Layer-wise Performance:
- Different convolutional layers from the spatial and temporal ConvNets were evaluated, with conv4 and conv5 layers from spatial nets and conv3 and conv4 from temporal nets yielding the highest performance.
Complementarity with Hand-Crafted Features:
- The combination of TDD with iDT features demonstrates a notable performance boost, indicating that TDD effectively captures complementary information to traditional hand-crafted features.

Implications and Future Directions

The implications of TDD are multi-faceted, spanning both practical and theoretical realms. Practically, the TDD framework can be directly applied to enhance existing action recognition systems in various applications such as video surveillance, human-computer interaction, and automated video content analysis. Theoretically, the concept of trajectory-constrained sampling and pooling can inspire further research into integrating temporal dynamics within deep learning frameworks.

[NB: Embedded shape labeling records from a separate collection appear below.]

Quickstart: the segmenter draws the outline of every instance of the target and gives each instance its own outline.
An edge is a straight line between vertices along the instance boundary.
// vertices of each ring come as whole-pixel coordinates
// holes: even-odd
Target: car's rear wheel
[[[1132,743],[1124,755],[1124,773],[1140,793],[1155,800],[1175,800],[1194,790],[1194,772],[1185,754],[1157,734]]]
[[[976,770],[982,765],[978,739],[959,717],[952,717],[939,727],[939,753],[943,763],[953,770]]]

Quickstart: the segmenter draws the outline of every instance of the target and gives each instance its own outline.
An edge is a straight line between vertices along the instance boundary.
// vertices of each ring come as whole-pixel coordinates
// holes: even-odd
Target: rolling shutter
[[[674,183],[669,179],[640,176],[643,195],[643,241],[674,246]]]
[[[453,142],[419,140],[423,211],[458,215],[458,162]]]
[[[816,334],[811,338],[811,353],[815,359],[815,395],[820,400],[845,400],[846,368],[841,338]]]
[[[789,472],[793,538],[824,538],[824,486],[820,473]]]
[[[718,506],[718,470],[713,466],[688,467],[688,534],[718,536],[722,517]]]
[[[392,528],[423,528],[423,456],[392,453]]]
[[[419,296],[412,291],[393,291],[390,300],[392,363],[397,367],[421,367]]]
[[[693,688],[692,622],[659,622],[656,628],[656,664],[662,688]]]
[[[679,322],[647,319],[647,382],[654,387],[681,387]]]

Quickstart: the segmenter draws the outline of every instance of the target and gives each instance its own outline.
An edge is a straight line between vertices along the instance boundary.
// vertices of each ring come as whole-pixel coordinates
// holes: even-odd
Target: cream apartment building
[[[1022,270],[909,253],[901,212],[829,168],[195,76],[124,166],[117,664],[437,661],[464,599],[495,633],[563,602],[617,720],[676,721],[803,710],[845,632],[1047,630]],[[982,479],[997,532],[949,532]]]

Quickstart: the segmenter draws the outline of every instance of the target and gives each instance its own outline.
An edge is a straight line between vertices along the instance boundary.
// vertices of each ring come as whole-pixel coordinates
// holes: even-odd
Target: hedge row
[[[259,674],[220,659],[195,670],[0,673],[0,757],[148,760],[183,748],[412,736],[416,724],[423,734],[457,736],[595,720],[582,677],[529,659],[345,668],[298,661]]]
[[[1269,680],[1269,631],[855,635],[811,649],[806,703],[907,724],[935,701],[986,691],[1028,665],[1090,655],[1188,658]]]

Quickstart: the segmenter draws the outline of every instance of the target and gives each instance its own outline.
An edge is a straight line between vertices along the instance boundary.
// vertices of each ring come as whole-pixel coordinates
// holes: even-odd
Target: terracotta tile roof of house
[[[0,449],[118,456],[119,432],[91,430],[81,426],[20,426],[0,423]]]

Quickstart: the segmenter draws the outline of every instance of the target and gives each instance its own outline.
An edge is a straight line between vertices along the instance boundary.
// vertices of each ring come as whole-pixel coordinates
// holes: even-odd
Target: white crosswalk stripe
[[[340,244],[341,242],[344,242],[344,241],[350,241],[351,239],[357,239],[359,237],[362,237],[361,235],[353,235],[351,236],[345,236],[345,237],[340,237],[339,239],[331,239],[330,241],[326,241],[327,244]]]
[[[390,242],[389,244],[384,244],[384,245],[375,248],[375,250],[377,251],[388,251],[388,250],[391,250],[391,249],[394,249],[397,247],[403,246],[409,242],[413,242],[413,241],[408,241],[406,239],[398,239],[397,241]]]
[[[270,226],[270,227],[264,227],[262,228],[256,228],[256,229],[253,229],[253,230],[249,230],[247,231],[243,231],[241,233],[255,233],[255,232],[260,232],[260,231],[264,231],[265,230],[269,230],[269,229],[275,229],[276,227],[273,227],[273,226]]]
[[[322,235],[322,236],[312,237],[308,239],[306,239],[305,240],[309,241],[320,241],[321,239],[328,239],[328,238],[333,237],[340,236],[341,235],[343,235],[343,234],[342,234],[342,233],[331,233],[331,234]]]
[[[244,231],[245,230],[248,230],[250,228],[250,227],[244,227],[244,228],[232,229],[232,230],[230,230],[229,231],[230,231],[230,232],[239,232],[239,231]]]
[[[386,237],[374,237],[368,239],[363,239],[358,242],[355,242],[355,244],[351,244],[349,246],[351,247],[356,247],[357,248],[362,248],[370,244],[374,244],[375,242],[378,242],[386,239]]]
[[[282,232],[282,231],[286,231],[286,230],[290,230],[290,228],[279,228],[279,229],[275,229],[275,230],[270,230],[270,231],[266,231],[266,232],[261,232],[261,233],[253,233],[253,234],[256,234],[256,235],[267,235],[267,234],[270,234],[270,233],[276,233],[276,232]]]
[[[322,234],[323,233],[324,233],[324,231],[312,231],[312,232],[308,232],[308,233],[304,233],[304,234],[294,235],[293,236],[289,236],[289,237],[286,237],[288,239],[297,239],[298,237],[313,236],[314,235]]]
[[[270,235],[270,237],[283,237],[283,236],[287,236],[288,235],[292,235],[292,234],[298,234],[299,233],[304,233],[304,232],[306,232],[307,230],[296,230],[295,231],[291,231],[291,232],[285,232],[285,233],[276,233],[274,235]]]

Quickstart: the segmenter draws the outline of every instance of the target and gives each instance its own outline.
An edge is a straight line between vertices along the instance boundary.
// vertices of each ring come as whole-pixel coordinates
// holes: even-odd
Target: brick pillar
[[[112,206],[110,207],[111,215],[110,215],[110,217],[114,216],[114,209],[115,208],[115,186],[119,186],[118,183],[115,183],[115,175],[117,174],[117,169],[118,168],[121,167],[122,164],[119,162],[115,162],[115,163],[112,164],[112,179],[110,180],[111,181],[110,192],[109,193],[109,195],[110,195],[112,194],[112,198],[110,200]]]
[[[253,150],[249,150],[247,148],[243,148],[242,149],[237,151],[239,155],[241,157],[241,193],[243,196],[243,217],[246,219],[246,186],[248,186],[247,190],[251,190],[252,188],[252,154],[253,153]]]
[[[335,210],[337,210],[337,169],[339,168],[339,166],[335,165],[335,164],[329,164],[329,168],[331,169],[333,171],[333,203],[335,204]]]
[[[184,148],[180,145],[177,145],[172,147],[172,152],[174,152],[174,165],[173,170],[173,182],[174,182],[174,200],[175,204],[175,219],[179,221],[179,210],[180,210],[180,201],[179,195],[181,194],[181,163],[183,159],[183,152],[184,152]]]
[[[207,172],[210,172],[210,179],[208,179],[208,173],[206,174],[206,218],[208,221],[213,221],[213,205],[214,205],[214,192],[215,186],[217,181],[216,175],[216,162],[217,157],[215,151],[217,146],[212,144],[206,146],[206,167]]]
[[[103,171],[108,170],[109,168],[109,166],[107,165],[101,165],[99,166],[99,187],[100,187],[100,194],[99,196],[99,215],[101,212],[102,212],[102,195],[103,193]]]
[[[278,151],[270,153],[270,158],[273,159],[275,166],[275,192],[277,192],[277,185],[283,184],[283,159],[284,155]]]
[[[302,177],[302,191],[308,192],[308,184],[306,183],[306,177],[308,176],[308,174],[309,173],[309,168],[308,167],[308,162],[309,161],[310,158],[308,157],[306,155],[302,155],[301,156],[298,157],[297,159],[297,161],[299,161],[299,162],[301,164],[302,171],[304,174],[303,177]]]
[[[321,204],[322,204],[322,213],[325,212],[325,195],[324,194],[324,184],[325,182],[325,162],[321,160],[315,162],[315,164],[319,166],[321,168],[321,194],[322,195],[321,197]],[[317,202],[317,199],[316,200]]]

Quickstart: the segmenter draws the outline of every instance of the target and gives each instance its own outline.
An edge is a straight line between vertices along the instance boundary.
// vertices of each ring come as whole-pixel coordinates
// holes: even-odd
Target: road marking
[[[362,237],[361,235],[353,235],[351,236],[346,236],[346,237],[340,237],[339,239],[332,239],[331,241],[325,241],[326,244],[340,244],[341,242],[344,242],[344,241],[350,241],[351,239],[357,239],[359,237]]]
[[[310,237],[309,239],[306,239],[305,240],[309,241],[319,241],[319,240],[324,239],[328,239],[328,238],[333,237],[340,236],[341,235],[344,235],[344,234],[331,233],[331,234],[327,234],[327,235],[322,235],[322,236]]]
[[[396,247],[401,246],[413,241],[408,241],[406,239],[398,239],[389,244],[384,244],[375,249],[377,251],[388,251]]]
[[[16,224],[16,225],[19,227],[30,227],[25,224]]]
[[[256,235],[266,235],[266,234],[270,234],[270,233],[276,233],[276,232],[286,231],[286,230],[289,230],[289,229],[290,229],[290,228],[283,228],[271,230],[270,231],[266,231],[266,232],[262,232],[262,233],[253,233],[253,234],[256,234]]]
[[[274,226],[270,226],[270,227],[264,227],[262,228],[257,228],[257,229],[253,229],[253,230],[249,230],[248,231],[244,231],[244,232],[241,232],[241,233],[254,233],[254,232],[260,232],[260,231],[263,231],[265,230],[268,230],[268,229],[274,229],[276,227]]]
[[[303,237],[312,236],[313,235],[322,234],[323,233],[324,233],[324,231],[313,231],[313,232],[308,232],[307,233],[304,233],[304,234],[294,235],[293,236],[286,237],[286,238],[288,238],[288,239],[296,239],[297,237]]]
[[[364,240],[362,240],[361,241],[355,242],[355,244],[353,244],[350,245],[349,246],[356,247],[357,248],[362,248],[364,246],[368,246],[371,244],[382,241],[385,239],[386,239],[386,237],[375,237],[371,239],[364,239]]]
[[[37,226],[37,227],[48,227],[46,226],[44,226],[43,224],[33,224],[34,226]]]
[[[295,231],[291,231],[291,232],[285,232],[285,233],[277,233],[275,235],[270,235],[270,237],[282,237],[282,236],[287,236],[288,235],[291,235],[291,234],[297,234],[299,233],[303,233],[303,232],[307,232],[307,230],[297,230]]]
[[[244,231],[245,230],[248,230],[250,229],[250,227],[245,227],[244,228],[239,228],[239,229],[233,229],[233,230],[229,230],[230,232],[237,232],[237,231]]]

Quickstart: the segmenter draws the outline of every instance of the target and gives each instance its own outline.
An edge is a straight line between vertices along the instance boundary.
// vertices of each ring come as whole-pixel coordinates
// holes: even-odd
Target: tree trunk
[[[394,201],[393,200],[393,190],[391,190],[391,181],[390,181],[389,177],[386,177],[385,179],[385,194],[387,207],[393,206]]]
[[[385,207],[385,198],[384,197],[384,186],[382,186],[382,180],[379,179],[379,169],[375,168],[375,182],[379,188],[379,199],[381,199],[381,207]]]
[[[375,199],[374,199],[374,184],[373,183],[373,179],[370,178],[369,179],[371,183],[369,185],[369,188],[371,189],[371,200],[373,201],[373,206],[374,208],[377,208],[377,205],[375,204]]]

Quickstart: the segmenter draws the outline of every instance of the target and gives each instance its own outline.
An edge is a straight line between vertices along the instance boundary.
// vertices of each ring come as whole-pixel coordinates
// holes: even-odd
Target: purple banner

Future developments might focus on:

Refinement of Convolutional Features:
- Employing more advanced deep learning architectures (e.g., 3D ConvNets or Transformers).
- Enhancing the representation of motion by utilizing warped optical flow for temporal TDDs.
Scaling to Larger Datasets:
- Training on larger and more diverse datasets could improve generalization and robustness.
Real-time Implementation:
- Optimizing the computational efficiency to enable real-time action recognition applications.

In conclusion, the TDD framework represents a substantial advancement in the domain of action recognition, offering a robust and discriminative approach that effectively integrates and enhances the capabilities of both hand-crafted and deep-learned features.